It's a good day when two records by two different contemporary outfits land on your doorstep and don't leave you wishing the youth of today would stop picking up musical instruments. Cynical? Yes, much so. When I was but a wee lad, I used to hold nothing but contempt for old geezers whose music taste froze in time like a preserved moose, their minds not open to new sounds. I can say w/ a straight face that that is not me - I am constantly discovering all sorts of interesting sounds from years past, even some modern ones, too - but when it comes to the realm of modern-day underground/independent stabs at this thing we could vaguely stamp as "rock music", my mind remains mostly shut. The reason is simple: I am constantly repulsed by its protagonists and the sounds they create in the 21st century. However, I'm also aware of the fact that this predicament says far more about me than the music in question, and since this third-rate psychotherapy/naval-gazing is starting to bore even me, let's skip to the releases in question.

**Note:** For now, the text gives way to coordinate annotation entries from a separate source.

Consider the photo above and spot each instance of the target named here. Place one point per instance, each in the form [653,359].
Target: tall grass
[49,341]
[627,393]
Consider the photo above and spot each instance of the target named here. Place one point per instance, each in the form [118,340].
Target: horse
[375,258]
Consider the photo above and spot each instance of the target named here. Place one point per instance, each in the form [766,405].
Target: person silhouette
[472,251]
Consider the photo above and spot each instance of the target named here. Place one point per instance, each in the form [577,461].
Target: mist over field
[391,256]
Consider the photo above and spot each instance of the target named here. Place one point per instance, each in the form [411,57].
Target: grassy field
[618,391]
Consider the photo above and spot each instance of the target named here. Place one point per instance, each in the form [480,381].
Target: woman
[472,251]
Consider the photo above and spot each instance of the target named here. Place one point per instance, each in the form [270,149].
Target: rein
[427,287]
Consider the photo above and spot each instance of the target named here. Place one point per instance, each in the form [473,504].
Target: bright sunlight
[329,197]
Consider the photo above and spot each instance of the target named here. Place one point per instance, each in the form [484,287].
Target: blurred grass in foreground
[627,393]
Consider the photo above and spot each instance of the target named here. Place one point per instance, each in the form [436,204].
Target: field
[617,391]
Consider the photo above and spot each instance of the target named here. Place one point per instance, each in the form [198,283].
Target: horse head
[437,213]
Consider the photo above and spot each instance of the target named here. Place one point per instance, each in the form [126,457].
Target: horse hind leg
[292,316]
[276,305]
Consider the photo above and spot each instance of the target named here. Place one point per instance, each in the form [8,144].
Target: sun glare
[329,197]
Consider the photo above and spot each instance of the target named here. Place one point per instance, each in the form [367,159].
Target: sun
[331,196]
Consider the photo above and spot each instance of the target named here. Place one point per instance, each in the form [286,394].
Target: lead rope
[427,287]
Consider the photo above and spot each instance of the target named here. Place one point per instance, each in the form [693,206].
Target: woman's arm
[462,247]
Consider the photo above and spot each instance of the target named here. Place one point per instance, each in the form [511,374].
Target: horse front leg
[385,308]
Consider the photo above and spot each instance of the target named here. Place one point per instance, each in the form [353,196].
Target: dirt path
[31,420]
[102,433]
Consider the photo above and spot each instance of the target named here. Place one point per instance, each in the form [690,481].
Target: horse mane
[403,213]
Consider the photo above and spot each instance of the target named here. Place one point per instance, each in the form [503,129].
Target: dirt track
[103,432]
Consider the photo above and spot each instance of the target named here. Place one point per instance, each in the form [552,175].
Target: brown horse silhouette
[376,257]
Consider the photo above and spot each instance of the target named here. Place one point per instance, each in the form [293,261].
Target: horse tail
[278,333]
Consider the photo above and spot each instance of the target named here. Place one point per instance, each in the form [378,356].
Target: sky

Both released on the US label, Kranky, co-helmed by ex-Your Flesh contributor Bruce Adams, the label originally established itself via releases by the likes of Labradford and Stars Of The Lid in the mid '90s and is still kranking (urgh...) out titles at a semi-alarming rate. The label is mostly not on my radar of interest in this day and age, though I procured a handful of things from the label (I didn't go begging), and two have hit home as winners worthy of repeat plays: Black Earth by Implodes and Common Era by Belong. The former is a quartet from Chicago featuring a couple of guys w/ beards and glasses, and their music is something which belongs firmly within the stable of sound found on Kranky, which means it that it borrows elements from both Eno's ambient works from 1970s, and the shoegaze guitar fuzz of Loveless-period My Bloody Valentine. But before you start thinking this is merely an excercise in Kranky genericism, I should add that some of it reminds me of the electro-garage scuzz of 1st-album Cabaret Voltaire or the guitar heroics of early '90s Helios Creed. Surely that couldn't be a bad thing? OK, now that I've thrown lots of referential names around, I should also add that the given mix of these elements contains a nice balance of all of the above. Got me? This won't change your life, but if you're expecting an album in 2011 to do that, you may be asking for too much. So far as pastiches of days gone by, Black Earth does it well.

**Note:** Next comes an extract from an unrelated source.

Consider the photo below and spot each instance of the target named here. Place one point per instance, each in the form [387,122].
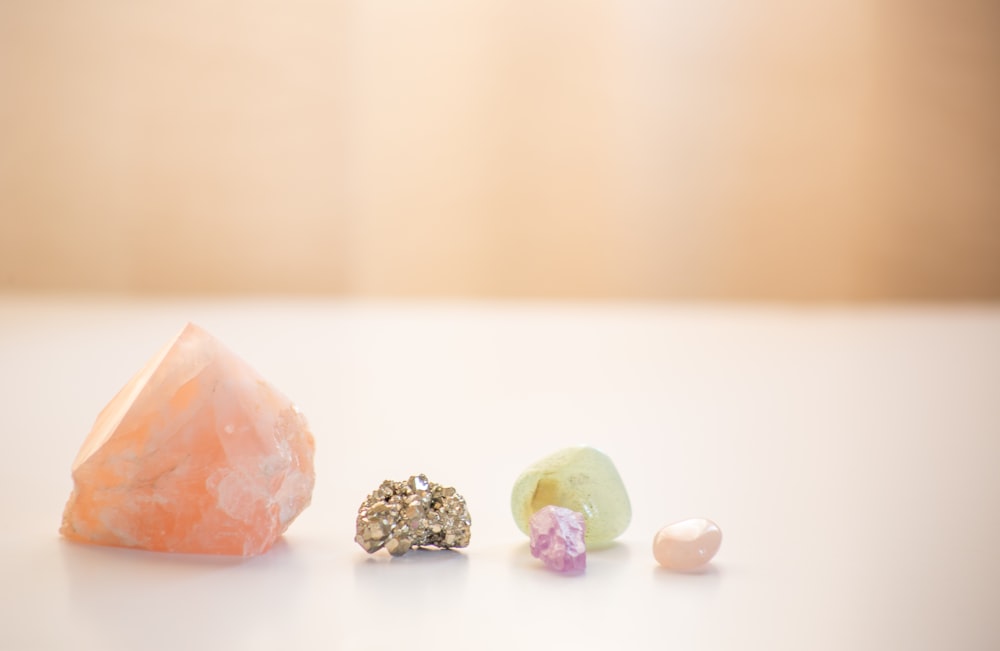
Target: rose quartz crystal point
[196,454]
[688,544]
[557,538]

Even better is this disc by New Orleans duo, Belong. They feature two fellows known for their work in some other bands I've never heard of. This is far more Angloid-damaged than Implodes, some of it alluding to scenes, bands and sounds which I've been known to deride heavily to those who care (and even those who don't). That is, there's a heavy Joy Division/Factory vibe on display, as well as a gothy, 4AD thing going on. In fact, had I heard this back in the 1980s, when I was of the belief that anyone who found anything of worth in these sonics needed their head examined for evidence of a rational thought process, I would've thrown this very disc into a never-to-be-played-again pile. But all of this is just reference, and I'm beginning to bore even myself in discussing all of this. As w/ Implodes, there's a wall of Kevin Shields-style fuzz throughout, though underneath the noise is the thin, bloodless pulse of Great Britain ca. 1985. Black Earth possesses a gated, Martin Hannett 4/4 drum sound, buried vocals and descending bass chords that have a good deal of it duplicating a lo-fi take on Unknown Pleasures, and whilst you may be correct in thinking that such a description doesn't sound like my usual ticket to ride, the overall ambience of its 40-minute duration is something which has stuck in my craw the past couple of weeks. What Belong are trying to create seems obvious - Common Era is like listening to Joy Division in a wind tunnel - but the melodic invention of the songs raise it above its station. This entire review has been an excercise in grammatical circumlocution, so I'll state in plainly simple language that I happen to like it a whole lot. Both Belong and Implodes are in the here and now and I'm perfectly happy with that.